A naturalidade da estranha, tão perto do caçula, correndo o risco de levar um soco, a incomodava. Uma raiva começou a formar-se, a agitar-se, a apoderar-se dela. A moça não pretendia absolutamente nada e conseguia tudo. Seria uma farsante? Uma dissimulada? Seria uma dessas arrogantes que precisava da desgraça alheia para alegrar-se com seu “mundinho normal”? D. Marieta trincou os dentes e desejou que desaparecesse, que virasse fumaça e que saísse de suas vidas sem deixar marcas, indiferentemente. Parou suas reflexões exatamente nesse instante, porque Arthur pedia agora um coração novo, quis ouvir.
“O meu coração está doendo!” E a moça-receptiva ergueu o braço, colocando a mão em seu coração e o caçula colocou a sua sobre a dela. Enquanto assim permaneceram uivou como um lobo. Uns dez minutos. Uivos altos, contundentes, expressivos, feitos da dor do que não se compreende. Igor mal respirava. Seu Apolinário não acreditava e Gustavo tremia. Os uivos eram de um lobo-gente, de um lobo-gente-doente, eram sons que ocupavam o lugar de frases porque Arthur não conseguia comunicar, porque não podia compreender. E uivar daquele jeito comunicava, lançava para fora, punha no mundo a existência, humanizava.
E da comunicação dolorosa da Fúria através de um coração doente, sob as mãos de uma estranha, veio o choro.
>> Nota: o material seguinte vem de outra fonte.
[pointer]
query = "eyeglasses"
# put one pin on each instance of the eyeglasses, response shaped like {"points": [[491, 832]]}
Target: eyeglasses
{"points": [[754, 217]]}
Em profusão, peito acima, necessário. Arthur chorava. E os demais se iluminavam, chorando em silêncio. E o Mundo esperou esperando, ouvindo o choro. Os da não-família calaram, também esperavam. O caçula colocou a cabeça no ombro da moça e suas lágrimas despertavam pregos engolidos, móveis destruídos, indiferenças institucionalizadas, dores insolúveis de família e explicações inúteis de livros. Foi tanta coisa passando em revista pelo quarto escuro que o Furioso ficou zonzo, que sua família praticamente levitava e a moça magra enchia-se de volume, resplandecente.
O caçula então se afastou, retirando do seu peito a mão da psicóloga, olhou nos olhos dela e falou: “Por que eu engulo caco de vidro? Por que meu coração dói? Por que eu quero morrer? Por que eu sou assim?” E afastou-se mais ainda, encostando-se na parede e chorando uma segunda etapa. A de pós-palavras que humanizam, a de pós-palavras que veiculam a percepção dolorosa dos animais que possuem auto-consciência. Depois calou, depois deitou, depois dormiu.
O que aconteceu, nesse instante, com as pessoas da Família foi que algo descolou de suas almas e deixou um vazio, uma distância, um formato de ausência. Estavam salvos. A primeira sensação que tiveram foi de ver através dos olhos dela: Seu Apolinário passou do desprezo para a aceitação, D. Marieta saiu da passividade ressentida e culposa para a iniciativa amorosa, Igor conseguiu conquistar a si mesmo na diferenciação e Gustavo teve a certeza de que existia entre pessoas.
Foi tão impressionante essa conquista que perceberam, ao mesmo tempo, que os olhos dela não eram azuis, eram verdes. E quanto à moça, ficou tão feliz por conseguir juntar os mundos de dentro e de fora que resolveu que contaria para o Mundo o que se passara no quarto escuro. Ela começaria assim: era uma vez um moço retraído que ficava acorrentado porque tinha esquizofrenia. Parecia bonito, pensara, e deveria ser. É que aprendera que do não-consolo pode-se produzir o humano, belo e renovador. Edificante. Necessariamente cotidiano, para todos nós.